Dobra ja Ci sie postaram wytlumaczyc, bez zdjec, bo nie nie chce mi sie rozkrecac tego, a poza tym nie jestem teraz w stanie niczego rozbierac (szkoda mi auta), ledwo w klawisze trafiam. Mniejsza o to.
Rozbierałem niedawno w swojej bejotce 1.5 '99. Chciałem sprawdzic czemu nie zapala mi się kontrolka check engine, a sie dowiedziałem, ze w tym samochodzie nie ma w ogole tej kontrolki.

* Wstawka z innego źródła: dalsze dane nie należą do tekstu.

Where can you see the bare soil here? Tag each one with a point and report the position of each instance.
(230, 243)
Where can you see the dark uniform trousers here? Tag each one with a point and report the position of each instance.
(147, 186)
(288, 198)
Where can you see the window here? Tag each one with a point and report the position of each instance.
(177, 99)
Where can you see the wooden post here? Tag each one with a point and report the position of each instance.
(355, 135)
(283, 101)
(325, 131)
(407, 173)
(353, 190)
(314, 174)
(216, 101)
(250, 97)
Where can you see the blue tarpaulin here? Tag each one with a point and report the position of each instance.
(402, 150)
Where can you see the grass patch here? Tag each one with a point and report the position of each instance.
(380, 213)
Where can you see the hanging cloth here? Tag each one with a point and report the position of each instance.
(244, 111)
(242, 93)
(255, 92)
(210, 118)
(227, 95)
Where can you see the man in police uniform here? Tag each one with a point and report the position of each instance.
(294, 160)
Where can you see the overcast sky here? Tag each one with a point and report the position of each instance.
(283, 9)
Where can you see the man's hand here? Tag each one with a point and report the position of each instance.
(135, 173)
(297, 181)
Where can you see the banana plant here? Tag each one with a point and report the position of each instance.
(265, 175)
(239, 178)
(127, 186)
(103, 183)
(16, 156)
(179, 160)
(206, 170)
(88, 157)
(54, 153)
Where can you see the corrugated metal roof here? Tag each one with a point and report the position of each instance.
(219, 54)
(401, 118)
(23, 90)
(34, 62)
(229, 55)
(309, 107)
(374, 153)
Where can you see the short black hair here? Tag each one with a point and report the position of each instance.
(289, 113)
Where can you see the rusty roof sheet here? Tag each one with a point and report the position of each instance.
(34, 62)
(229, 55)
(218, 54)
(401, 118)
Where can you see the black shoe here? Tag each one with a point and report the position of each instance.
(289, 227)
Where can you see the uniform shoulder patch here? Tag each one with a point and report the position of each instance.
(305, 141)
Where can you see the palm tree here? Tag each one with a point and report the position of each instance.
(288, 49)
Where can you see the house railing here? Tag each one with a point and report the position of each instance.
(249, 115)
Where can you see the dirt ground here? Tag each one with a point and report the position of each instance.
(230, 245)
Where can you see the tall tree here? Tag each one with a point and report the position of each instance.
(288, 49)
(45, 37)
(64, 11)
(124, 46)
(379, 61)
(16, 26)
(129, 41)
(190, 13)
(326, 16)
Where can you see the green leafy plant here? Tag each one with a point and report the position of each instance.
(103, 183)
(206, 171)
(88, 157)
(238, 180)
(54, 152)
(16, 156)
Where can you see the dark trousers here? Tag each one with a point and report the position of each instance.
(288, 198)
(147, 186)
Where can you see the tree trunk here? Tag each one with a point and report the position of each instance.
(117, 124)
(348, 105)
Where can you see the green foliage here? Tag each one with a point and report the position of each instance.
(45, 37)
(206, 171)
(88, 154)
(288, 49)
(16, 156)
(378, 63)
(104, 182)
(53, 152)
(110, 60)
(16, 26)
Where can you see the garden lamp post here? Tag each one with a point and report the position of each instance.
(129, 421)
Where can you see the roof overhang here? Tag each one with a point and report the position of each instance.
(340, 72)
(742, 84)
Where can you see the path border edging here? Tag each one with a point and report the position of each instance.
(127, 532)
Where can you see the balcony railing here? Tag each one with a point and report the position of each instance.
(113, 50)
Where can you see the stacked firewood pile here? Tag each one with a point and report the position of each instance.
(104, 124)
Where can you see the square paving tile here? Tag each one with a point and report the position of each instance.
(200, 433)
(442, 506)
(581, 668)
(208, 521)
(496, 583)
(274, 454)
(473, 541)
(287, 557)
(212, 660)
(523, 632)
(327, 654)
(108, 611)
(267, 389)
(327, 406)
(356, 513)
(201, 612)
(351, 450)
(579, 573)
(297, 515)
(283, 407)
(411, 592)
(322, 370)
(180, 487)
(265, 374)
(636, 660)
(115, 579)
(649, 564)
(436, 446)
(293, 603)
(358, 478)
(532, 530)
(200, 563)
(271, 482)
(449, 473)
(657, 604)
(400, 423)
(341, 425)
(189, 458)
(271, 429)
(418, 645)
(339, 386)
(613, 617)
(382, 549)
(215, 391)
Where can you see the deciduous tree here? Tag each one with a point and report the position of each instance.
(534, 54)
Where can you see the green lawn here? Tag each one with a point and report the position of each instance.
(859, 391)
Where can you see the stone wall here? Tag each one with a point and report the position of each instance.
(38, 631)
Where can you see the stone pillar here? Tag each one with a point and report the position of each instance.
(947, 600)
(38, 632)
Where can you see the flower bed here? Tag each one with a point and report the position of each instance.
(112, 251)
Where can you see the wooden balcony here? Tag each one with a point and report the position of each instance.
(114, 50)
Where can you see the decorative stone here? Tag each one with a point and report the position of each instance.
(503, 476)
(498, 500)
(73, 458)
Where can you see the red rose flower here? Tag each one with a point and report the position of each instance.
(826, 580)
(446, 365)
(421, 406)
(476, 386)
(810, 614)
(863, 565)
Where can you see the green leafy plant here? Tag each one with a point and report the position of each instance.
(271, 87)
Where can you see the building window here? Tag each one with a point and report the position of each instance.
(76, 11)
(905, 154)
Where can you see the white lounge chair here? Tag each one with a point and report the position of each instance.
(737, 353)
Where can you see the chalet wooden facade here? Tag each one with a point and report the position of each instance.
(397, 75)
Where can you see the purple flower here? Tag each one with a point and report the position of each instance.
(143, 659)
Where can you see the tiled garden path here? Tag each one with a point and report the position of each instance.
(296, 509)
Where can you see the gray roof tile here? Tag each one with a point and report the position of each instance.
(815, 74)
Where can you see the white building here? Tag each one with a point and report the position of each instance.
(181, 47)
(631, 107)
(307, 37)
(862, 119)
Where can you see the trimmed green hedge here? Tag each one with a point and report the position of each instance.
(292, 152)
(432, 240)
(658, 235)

Wiec tak, ogolnie sprawa jest prosta. Nad zegarami masz dwie śruby (krzyżak, tylko w autach francuskich wszystko jest skrecone na torxach, zabojady zawsze maja swoje genialne pomysly) i sciagasz plastik. Delikatnie pociagasz za gore, dol wychodzi z zatrzaskow. Potem masz 2 albo 4 sruby, ktore trzymaja zegary. Odkrecasz, zegary pociagasz do siebie, potem odpinasz wtyczki i wyciagasz zegary. Dalej chyba nie musze tlumaczyc

Aha, ale mam taka rade, ze jak juz wymieniasz zarowke, to zrob tak, zeby pozostale byly takie same tzn. nie, ze jedna nowa, a reszta stare tylko np z jakies kontrolki przeloz na podswietlenie zegarow a ta nowa wsadz w kontrolke. Chodzi generalnie o to, zeby Ci ta nowa zarowka nie swiecila mocniej niz pozostale, ktore juz troche swoje wyswiecily, a dzieki temu bedziesz mial budziki podswietlone rownomiernie.